Rat Heart : Critique de l’album Dancin’ in the Streets

Danser dans les rues est profondément immersif, mais loin d’être insulaire. La liste des invités de l’album, qui comprend Sinclair, le chanteur suisse Cansu Kandemir, et un mystérieux personnage appelé « Tha Payne », se lit comme l’appartenance à une société secrète. Boogizm lui-même connaît bien les marges déformées de la musique populaire contemporaine : le braintrust Dijon-Mk.gee bitcrush-R&B, par exemple, ou l’univers étendu du néo-folk gothique de Dean Blunt, Joanne Robertson et Elias Rønnenfelt. Comme un feu de camp chantant autour des cendres, « (DON’T) SAY MY NAME » se nicherait directement dans le fond de Blunt. Métal noir 2. « SELNE » sonne comme une démo d’une démo de Jai ​​Paul. Les morceaux « SHINE YOUR GRACE ON ME » et « OPERATION ALWAYS BE A BRAVE LITTLE CUNT » déchiquetés numériquement sonnent comme des suites naturelles du travail de BJ Burton aux côtés de Low et Bon Iver.

« Je sens que les choses changent », chantonne Boogizm sur « IHT », « Depuis que tu es parti… tu vis des temps difficiles. » Alors que sa voix – rauque mais tendre, généralement empilée et aiguë ou grave – entre et sort de l’intelligibilité, Danser dans les rues semble tracer une nuit sombre de l’âme.

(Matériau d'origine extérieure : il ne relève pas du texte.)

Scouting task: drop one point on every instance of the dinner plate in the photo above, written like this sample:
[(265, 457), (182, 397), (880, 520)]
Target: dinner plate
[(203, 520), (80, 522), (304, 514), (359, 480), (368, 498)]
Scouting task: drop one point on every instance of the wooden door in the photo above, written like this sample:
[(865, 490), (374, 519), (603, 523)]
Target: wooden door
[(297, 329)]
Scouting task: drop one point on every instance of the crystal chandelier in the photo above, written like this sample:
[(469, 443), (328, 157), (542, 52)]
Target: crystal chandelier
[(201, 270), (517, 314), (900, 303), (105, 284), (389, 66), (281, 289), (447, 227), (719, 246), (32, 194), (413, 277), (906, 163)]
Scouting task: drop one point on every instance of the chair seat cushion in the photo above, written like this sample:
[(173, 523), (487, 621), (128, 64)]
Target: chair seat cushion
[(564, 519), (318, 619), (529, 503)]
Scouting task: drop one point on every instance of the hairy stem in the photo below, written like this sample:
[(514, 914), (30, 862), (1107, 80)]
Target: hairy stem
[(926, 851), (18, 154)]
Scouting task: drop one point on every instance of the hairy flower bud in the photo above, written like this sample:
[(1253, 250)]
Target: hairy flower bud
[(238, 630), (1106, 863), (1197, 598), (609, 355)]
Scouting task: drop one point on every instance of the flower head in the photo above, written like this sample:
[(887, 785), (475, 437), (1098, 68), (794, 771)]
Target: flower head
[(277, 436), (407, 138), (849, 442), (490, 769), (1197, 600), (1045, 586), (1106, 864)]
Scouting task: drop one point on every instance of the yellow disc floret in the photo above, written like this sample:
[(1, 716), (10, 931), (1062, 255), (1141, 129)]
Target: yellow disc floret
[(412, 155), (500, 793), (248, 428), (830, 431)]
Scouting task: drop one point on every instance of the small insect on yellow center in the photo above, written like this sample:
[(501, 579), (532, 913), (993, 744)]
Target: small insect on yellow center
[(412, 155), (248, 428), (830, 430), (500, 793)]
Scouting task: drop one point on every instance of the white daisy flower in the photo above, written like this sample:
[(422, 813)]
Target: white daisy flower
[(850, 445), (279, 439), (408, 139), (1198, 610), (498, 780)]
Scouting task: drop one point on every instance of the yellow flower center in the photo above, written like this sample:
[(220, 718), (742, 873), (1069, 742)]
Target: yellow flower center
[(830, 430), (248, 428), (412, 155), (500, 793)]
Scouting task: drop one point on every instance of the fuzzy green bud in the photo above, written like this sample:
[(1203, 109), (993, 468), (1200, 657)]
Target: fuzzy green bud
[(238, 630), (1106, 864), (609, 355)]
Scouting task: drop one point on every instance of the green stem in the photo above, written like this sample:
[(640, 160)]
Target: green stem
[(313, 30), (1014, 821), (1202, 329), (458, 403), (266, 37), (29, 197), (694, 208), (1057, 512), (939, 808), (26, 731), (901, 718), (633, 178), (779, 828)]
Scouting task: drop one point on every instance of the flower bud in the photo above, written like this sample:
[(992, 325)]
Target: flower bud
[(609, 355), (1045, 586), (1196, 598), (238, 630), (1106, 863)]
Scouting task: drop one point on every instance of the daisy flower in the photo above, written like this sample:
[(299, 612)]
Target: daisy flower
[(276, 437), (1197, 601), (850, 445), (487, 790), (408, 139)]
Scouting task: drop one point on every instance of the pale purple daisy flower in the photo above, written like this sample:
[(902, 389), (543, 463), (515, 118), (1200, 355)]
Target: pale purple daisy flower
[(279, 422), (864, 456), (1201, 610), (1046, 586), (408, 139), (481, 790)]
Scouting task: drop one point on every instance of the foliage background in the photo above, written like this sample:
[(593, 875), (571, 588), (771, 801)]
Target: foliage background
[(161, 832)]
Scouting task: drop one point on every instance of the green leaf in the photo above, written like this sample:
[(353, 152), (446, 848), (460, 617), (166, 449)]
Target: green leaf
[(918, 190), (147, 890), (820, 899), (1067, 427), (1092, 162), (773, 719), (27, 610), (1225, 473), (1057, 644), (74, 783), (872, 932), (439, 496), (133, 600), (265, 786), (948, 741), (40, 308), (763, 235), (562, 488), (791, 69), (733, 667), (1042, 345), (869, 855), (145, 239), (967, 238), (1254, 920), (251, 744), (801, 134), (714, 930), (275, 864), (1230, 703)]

Sur « (DON’T) SAY MY NAME », Boogizm incarne un démon solitaire suppliant de ne pas être invoqué. « REAL HARDCORE PLEASURE » frôle au plus près l’abîme, nous piégeant derrière les yeux d’un homme parcourant un site d’escorte. L’artiste en prose Ruby Conner lit une litanie fragmentée d’attributs et d’affirmations : « Une expérience de petite amie de première classe. En tête-à-tête. Discret. Prêt à tout. Satisfaction garantie. Je m’amuse beaucoup. Sans émotion. Notre temps ensemble, tout ce que vous voulez et plus, sans complications. Votre plaisir est mon plaisir. »

Le salut arrive, brièvement, via le morceau suivant, « OPERATION ALWAYS BE A BRAVE LITTLE CUNT ». C’est ce que Boogizm se rapproche le plus de quelque chose qu’il pourrait faire lors d’un de ses DJ sets, sans les boîtes à rythmes néolithiques qui menacent de se fondre dans un pur feedback. Vous voulez que cela dure éternellement. Mais il n’y a pas d’absolution, et donc Danser dans les rues se termine par « IGOTDRONESINMYBONES », une marche flagellante de 10 minutes de bruit industriel et de nappes de synthé grégoriennes. La flûte de Sinclair revient comme un feu follet, une lumière éphémère que nous pourrions saisir pour la retrouver disparaître entre nos mains.

Avec Danser dans les ruesBoogizm rejoint la lignée des musiciens électroniques qui réalisent de superbes disques d’auteurs-compositeurs-interprètes. « GREY SKIES, LIES + MEAT & POTATO PIES » et « TOWN, ARDWICK, THEN LEVY; ON FOOT » transforment leurs chansons précédentes en sortes de boucles granuleuses qui constitueraient la pièce maîtresse d’un rythme d’Alchemist ou de Madlib. Le mixage de l’album – la guitare électrique est toujours un peu trop forte, les paroles difficiles à analyser sans monter le volume – éloigne littéralement les auditeurs, puis nous rapproche. Obscurcissement et nuance de divulgation feutrée Danser dans les ruesleur contraste offrant une ligne directrice convaincante. Désormais basé à Manchester, à 32 kilomètres de Wigan, Boogizm doit être bien adapté à la pollution notoire de la ville. Il peut respirer le smog, expirer de l’air pur.